Cependant, on n’a pas toujours des ailes au cerveau. On peut répondre aussi « je ne sais pas trop » à la question « est-ce que je peux faire face ? » et se trouver alors dans une contradiction entre l’obligation et le désir d’agir d’un côté, et la difficulté à décider de ce qu’il faut faire de l’autre.
Lorsqu’on est simple soldat et que l’on ne doit pas donner d’ordre, il suffit d’obéir pour résoudre cette contradiction. Pour le caporal Gaudy en 1918, « C’est un des bonheurs du soldat de n’avoir qu’à se laisser guider : il se repose sur le chef qui pense pour lui (3). » On se concentre alors sur ses seules actions afin d’accomplir la mission et survivre, mais même ainsi on simplifie aussi la situation pour se concentrer. La vision de beaucoup de combattants est focalisée par une sorte d’effet tunnel sur sa propre situation et son environnement immédiat. Cet isolement s’explique par le cloisonnement du champ de bataille (terrain, poussières, vacarme) et le refus inconscient de voir les dangers contre lesquels on ne peut rien faire. Dans cette réduction du bureau mental, l’esprit se concentre souvent sur une seule idée ou une seule image concrète : le chef, la menace ou l’objectif à atteindre. Dans son analyse des combats de sa compagnie à Bangui en mai 1996, le capitaine Marchand parle d’une « focalisation complète sur l’objectif qui fait rapidement oublier les autres directions potentiellement aussi dangereuses en localité (4). » Les événements qui surviennent dans ce petit espace-temps sont grossis, ceux qui se déroulent loin sont ignorés. Après les faits, l’interview des combattants donne souvent l’impression qu’ils n’ont pas participé au même combat. D’où la nécessité de reconstituer le plus vite possible pour eux et, avec eux, le puzzle du combat qui vient de se dérouler.
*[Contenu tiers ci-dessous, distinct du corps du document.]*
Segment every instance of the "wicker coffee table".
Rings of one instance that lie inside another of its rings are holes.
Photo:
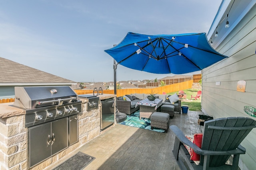
[[[153,101],[150,101],[145,99],[137,102],[135,107],[140,105],[140,119],[141,119],[142,117],[150,118],[152,113],[158,111],[158,108],[162,102],[162,99],[156,99]],[[158,110],[160,110],[159,109]]]

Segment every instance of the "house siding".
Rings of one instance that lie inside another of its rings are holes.
[[[0,99],[14,97],[14,86],[1,86],[0,88]]]
[[[214,118],[246,117],[245,106],[256,108],[256,6],[241,20],[216,50],[230,57],[203,70],[202,111]],[[245,92],[236,90],[237,82],[246,82]],[[220,86],[216,85],[220,82]],[[255,169],[256,128],[241,145],[246,153],[240,157],[241,169]]]

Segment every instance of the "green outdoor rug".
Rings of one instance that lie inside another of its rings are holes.
[[[150,125],[150,119],[149,118],[142,118],[140,120],[140,110],[137,110],[130,115],[127,115],[127,119],[124,121],[120,122],[118,124],[127,125],[127,126],[144,129],[158,132],[164,132],[164,130],[162,129],[154,127],[151,130]]]

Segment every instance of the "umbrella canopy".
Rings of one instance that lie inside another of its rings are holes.
[[[198,71],[227,57],[214,50],[206,33],[147,35],[129,32],[105,52],[126,67],[156,74]]]

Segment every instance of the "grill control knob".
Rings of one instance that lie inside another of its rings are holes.
[[[43,116],[42,115],[37,115],[36,116],[36,120],[40,120],[43,119]]]
[[[62,114],[62,111],[61,110],[58,110],[57,112],[57,114],[58,115],[61,115]]]
[[[53,113],[52,113],[49,112],[47,113],[47,117],[52,117],[53,116]]]

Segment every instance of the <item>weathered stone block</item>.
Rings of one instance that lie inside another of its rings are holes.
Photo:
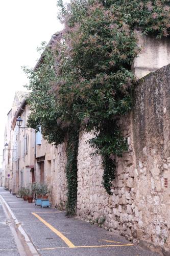
[[[131,206],[130,204],[127,205],[126,211],[128,214],[131,214],[131,215],[133,214],[132,209]]]
[[[127,186],[128,187],[134,187],[134,179],[133,178],[129,177],[127,180]]]

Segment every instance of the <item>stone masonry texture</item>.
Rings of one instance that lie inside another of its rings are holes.
[[[116,159],[112,196],[102,185],[101,156],[90,155],[92,133],[80,133],[77,215],[169,253],[170,66],[140,79],[133,94],[133,110],[119,122],[129,151]]]

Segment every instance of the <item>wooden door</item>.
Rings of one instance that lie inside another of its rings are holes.
[[[40,163],[40,182],[44,182],[44,162]]]

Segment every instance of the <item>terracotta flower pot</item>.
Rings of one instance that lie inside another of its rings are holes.
[[[42,196],[42,199],[47,199],[48,196]]]
[[[29,203],[33,202],[33,198],[32,197],[28,197],[28,201]]]

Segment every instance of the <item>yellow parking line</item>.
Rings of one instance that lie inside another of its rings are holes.
[[[76,246],[75,245],[71,243],[71,242],[66,237],[65,237],[61,232],[58,231],[57,229],[55,228],[53,226],[50,225],[48,222],[46,222],[44,220],[43,220],[41,217],[40,217],[38,214],[36,214],[35,212],[32,212],[32,214],[34,215],[36,217],[37,217],[38,220],[39,220],[41,222],[42,222],[45,226],[48,227],[51,230],[52,230],[54,233],[55,233],[59,238],[62,239],[64,243],[66,243],[67,245],[69,248],[75,248]]]
[[[133,245],[132,244],[114,244],[114,245],[85,245],[80,246],[75,246],[74,247],[50,247],[50,248],[42,248],[38,249],[38,250],[55,250],[56,249],[69,249],[70,248],[98,248],[98,247],[114,247],[115,246],[132,246]]]

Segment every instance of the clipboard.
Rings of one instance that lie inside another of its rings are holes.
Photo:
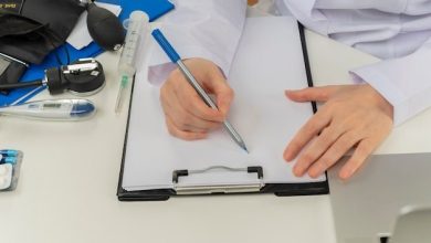
[[[313,86],[313,77],[309,68],[309,61],[307,54],[307,45],[305,40],[304,27],[298,24],[299,39],[302,45],[302,54],[304,56],[304,65],[306,71],[307,85]],[[134,85],[135,87],[135,85]],[[133,87],[133,89],[134,89]],[[133,98],[130,98],[129,110],[132,108]],[[316,113],[317,107],[313,102],[311,103],[313,113]],[[317,182],[303,183],[265,183],[263,179],[265,173],[261,166],[248,166],[243,168],[232,168],[225,166],[212,166],[203,169],[183,169],[172,170],[171,179],[174,183],[172,189],[150,189],[150,190],[135,190],[127,191],[123,188],[125,158],[127,148],[127,137],[129,131],[130,112],[127,119],[126,137],[123,148],[122,166],[119,171],[119,180],[117,187],[117,198],[119,201],[162,201],[176,196],[210,196],[210,194],[238,194],[238,193],[274,193],[277,197],[286,196],[311,196],[311,194],[327,194],[329,193],[328,180]],[[212,170],[223,170],[224,172],[235,172],[240,176],[252,177],[255,180],[244,184],[209,184],[209,186],[187,186],[182,184],[182,180],[197,177]]]

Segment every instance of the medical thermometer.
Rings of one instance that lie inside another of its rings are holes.
[[[96,112],[87,99],[45,99],[0,107],[0,115],[46,120],[80,120]]]
[[[136,73],[135,59],[136,52],[141,45],[141,39],[145,39],[148,28],[149,18],[147,13],[143,11],[133,11],[127,20],[127,34],[124,43],[122,56],[118,62],[119,74],[119,89],[117,94],[117,102],[115,104],[115,113],[118,114],[122,110],[122,104],[124,101],[124,93],[134,80]]]

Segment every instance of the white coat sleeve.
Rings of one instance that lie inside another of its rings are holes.
[[[160,30],[181,59],[210,60],[228,75],[245,22],[246,1],[176,0],[174,3],[176,9],[162,20]],[[149,82],[160,84],[175,67],[154,44]]]
[[[414,53],[353,70],[392,106],[395,125],[431,106],[431,39]]]

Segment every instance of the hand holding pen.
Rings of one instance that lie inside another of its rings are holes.
[[[186,140],[201,139],[222,126],[233,99],[233,91],[212,62],[190,59],[185,63],[201,86],[216,96],[219,109],[204,104],[179,70],[174,71],[162,85],[160,102],[172,136]]]
[[[186,66],[159,30],[155,30],[153,36],[178,65],[160,91],[170,134],[188,140],[200,139],[222,123],[232,139],[248,151],[239,133],[225,119],[233,92],[219,67],[202,59],[188,60]],[[216,96],[217,103],[207,92]]]

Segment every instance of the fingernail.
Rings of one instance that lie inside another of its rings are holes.
[[[295,177],[302,177],[302,176],[304,176],[303,169],[299,168],[298,166],[295,166],[295,167],[293,168],[293,175],[295,175]]]
[[[318,169],[312,168],[312,169],[309,169],[309,171],[308,171],[308,176],[309,176],[311,178],[317,178],[317,177],[319,177],[320,175],[322,175],[322,171],[318,170]]]
[[[339,172],[339,177],[340,177],[343,180],[348,179],[350,176],[351,176],[351,172],[350,172],[349,170],[341,170],[341,171]]]

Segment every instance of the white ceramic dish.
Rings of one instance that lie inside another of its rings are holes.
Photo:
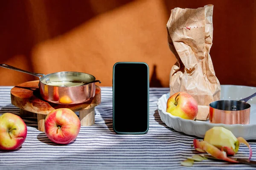
[[[221,100],[243,99],[256,92],[256,88],[234,85],[221,85]],[[256,97],[247,102],[251,105],[249,125],[213,124],[207,121],[193,121],[175,116],[166,111],[169,93],[163,95],[157,101],[157,110],[161,119],[168,127],[189,135],[204,138],[206,131],[214,126],[222,126],[231,130],[237,137],[245,140],[256,139]]]

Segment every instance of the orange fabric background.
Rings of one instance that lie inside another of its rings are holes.
[[[253,0],[20,0],[0,2],[0,62],[45,74],[75,71],[112,85],[119,61],[145,62],[151,87],[169,87],[176,59],[167,44],[171,10],[212,4],[210,54],[221,84],[256,86]],[[0,68],[0,85],[38,78]]]

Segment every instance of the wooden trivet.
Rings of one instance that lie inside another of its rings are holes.
[[[38,130],[44,131],[44,120],[48,113],[55,109],[68,108],[74,112],[79,111],[81,126],[90,126],[95,123],[94,108],[101,100],[101,91],[96,85],[95,96],[89,101],[76,104],[58,104],[43,99],[40,94],[39,80],[21,83],[11,90],[12,104],[20,108],[20,117],[33,116],[37,114]]]

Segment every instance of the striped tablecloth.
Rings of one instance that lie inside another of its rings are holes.
[[[0,114],[19,114],[19,109],[11,103],[12,88],[0,87]],[[147,134],[116,134],[112,126],[112,88],[101,88],[102,102],[95,108],[95,124],[81,127],[74,142],[67,145],[54,144],[38,131],[36,117],[24,118],[28,128],[26,140],[18,150],[0,151],[0,170],[253,169],[244,164],[211,160],[196,162],[190,167],[181,166],[182,161],[198,153],[190,146],[196,137],[176,132],[161,120],[156,104],[169,88],[150,88]],[[249,142],[256,153],[256,141]],[[248,156],[248,149],[241,145],[236,156]],[[256,159],[256,153],[252,159]]]

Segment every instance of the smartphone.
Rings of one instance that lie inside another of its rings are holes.
[[[144,62],[118,62],[113,66],[113,130],[141,134],[149,127],[149,69]]]

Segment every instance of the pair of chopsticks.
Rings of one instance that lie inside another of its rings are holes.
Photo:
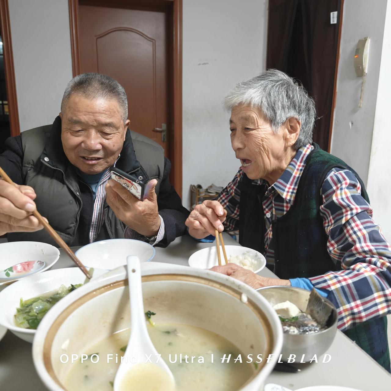
[[[220,241],[221,242],[221,248],[222,249],[222,253],[224,255],[224,260],[225,261],[225,264],[228,263],[228,260],[227,259],[227,254],[225,252],[225,247],[224,247],[224,241],[222,239],[222,235],[221,232],[219,232],[217,230],[215,230],[215,234],[216,235],[216,247],[217,251],[217,260],[219,261],[219,266],[221,266],[221,256],[220,253],[220,244],[219,242],[219,238],[220,238]]]
[[[1,167],[0,167],[0,175],[6,182],[7,182],[11,185],[16,186],[16,184],[14,183],[12,181],[11,178],[7,175]],[[66,243],[60,237],[58,234],[52,228],[50,224],[46,222],[46,220],[44,219],[36,209],[32,212],[32,215],[36,217],[38,221],[43,226],[45,229],[50,234],[50,236],[56,241],[56,243],[68,254],[71,259],[76,264],[80,270],[89,279],[90,279],[91,276],[90,275],[88,271],[86,269],[84,265],[79,260],[79,258],[75,255],[73,251],[69,248]]]

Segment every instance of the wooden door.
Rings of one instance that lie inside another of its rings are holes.
[[[170,128],[167,23],[164,11],[79,6],[80,73],[118,81],[127,95],[129,129],[158,143],[168,156],[168,143],[153,131]]]

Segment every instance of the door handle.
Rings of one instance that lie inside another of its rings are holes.
[[[162,124],[161,127],[154,127],[152,129],[152,132],[155,132],[156,133],[161,133],[161,141],[164,142],[165,142],[167,135],[167,124]]]

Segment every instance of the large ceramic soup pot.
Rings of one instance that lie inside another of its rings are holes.
[[[262,389],[276,362],[267,359],[278,359],[283,340],[267,300],[210,270],[153,262],[141,268],[149,332],[173,373],[176,391]],[[38,375],[52,391],[112,391],[130,324],[127,270],[121,266],[48,312],[33,344]]]

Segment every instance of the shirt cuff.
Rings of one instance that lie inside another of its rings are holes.
[[[164,221],[160,215],[159,217],[160,218],[160,228],[159,229],[157,235],[152,237],[145,236],[127,226],[124,231],[124,237],[125,239],[134,239],[136,240],[146,242],[152,246],[157,244],[164,237],[166,233],[164,228]]]
[[[301,288],[307,291],[312,291],[314,285],[308,278],[290,278],[291,286],[295,288]],[[323,297],[327,298],[328,296],[329,291],[327,289],[318,289],[316,288],[317,292]]]

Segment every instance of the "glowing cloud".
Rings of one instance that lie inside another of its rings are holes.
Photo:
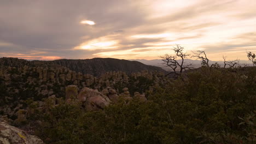
[[[141,39],[141,38],[164,38],[171,37],[171,34],[170,33],[161,33],[156,34],[138,34],[133,35],[131,37],[132,38]]]
[[[80,46],[74,47],[74,49],[94,51],[96,50],[115,49],[118,47],[116,45],[118,44],[118,40],[112,39],[106,36],[86,41],[82,44]]]
[[[80,23],[81,24],[86,24],[86,25],[95,25],[95,22],[94,21],[89,21],[89,20],[83,20],[80,22]]]

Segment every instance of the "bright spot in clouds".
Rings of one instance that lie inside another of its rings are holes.
[[[106,50],[118,48],[116,45],[118,44],[117,40],[112,39],[108,36],[101,37],[86,41],[74,47],[74,49],[86,50],[94,51],[96,50]]]
[[[133,35],[131,37],[132,38],[165,38],[170,37],[171,36],[171,34],[170,33],[162,33],[162,34],[138,34],[138,35]]]
[[[95,25],[95,22],[94,22],[94,21],[89,21],[89,20],[82,21],[80,23],[82,24],[89,25],[91,26]]]

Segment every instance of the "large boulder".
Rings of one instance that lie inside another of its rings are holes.
[[[101,91],[101,93],[104,95],[108,96],[112,101],[114,103],[117,103],[118,101],[119,96],[117,94],[117,93],[114,89],[108,87],[103,89]]]
[[[66,100],[75,99],[78,94],[78,87],[75,85],[69,85],[66,87]]]
[[[28,135],[25,131],[0,122],[0,143],[3,144],[43,144],[38,137]]]
[[[83,103],[85,109],[88,111],[103,109],[108,105],[110,100],[97,89],[88,87],[83,88],[78,95],[78,99]]]

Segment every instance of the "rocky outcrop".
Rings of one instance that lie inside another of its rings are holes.
[[[0,143],[1,144],[43,144],[38,137],[28,135],[25,131],[0,122]]]
[[[97,89],[88,87],[83,88],[78,95],[78,99],[83,103],[88,111],[103,109],[108,105],[110,100],[106,95],[99,92]]]

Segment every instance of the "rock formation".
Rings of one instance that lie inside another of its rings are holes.
[[[38,137],[28,135],[25,131],[0,122],[0,143],[3,144],[43,144]]]
[[[103,109],[110,103],[110,100],[107,96],[97,89],[88,87],[82,89],[78,95],[78,99],[84,103],[83,105],[88,111]]]

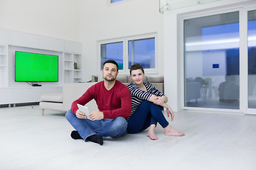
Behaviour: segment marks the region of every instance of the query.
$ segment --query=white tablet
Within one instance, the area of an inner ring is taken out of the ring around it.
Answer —
[[[78,104],[78,107],[81,112],[85,113],[85,115],[87,116],[87,119],[90,119],[90,118],[89,118],[90,111],[89,111],[88,108],[85,106]]]

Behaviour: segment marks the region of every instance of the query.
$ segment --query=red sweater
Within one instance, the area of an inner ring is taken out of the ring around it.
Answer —
[[[104,118],[113,119],[118,116],[127,118],[131,114],[130,92],[127,86],[118,80],[109,91],[106,89],[103,81],[92,85],[72,103],[72,112],[75,114],[78,109],[77,103],[84,106],[92,99],[95,100],[99,110],[103,112]]]

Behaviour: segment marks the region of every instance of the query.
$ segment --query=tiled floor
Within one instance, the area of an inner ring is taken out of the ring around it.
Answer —
[[[100,146],[71,139],[64,115],[0,108],[0,169],[256,169],[256,115],[175,113],[170,123],[184,137],[158,125],[156,141],[144,131]]]

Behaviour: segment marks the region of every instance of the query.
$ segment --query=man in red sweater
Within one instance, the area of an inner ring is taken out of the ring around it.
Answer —
[[[76,130],[72,131],[72,138],[83,139],[100,145],[103,144],[103,137],[118,137],[127,134],[126,118],[132,111],[130,92],[127,86],[116,80],[117,63],[107,60],[102,72],[103,81],[92,86],[75,101],[65,115]],[[96,101],[99,110],[90,113],[90,120],[78,109],[77,104],[84,106],[92,99]]]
Pour un chef, obligé de « cheffer » selon les mots de Jacques Chirac, une manière classique de résoudre la contradiction consiste à travailler en dessous de son niveau de responsabilité. L’homme est encore un acteur, mais il accepte sciemment un second rôle. Le capitaine Marchand décrit ainsi la contraction du commandement qui se manifeste parmi certains de ses cadres, augmentant par ailleurs la charge de ceux qui restent à leur niveau de responsabilité. Il décrit également « la tendance à exagérer dans ses comptes rendus le volume de l’ennemi et la difficulté de la situation » ce qui perturbe fortement la capacité d’analyse lucide de la situation.
Docteurs en morts violentes
Parlons maintenant de cette analyse qui précède les ordres, y compris les ordres à soi-même. Une situation chaotique ne devient compréhensible que si on possède certaines clefs. De la même façon que Galilée voyait des lunes là où les autres ne voyaient que des taches sur Jupiter, l’expert tactique qui reste concentré « voit » ainsi tout de suite des choses qui échappent au novice. Toutefois pour voir, il faut savoir, et en appui du bureau mental de la mémoire à court terme, il y a l’expérience profonde de l’individu, sa mémoire à long terme (5).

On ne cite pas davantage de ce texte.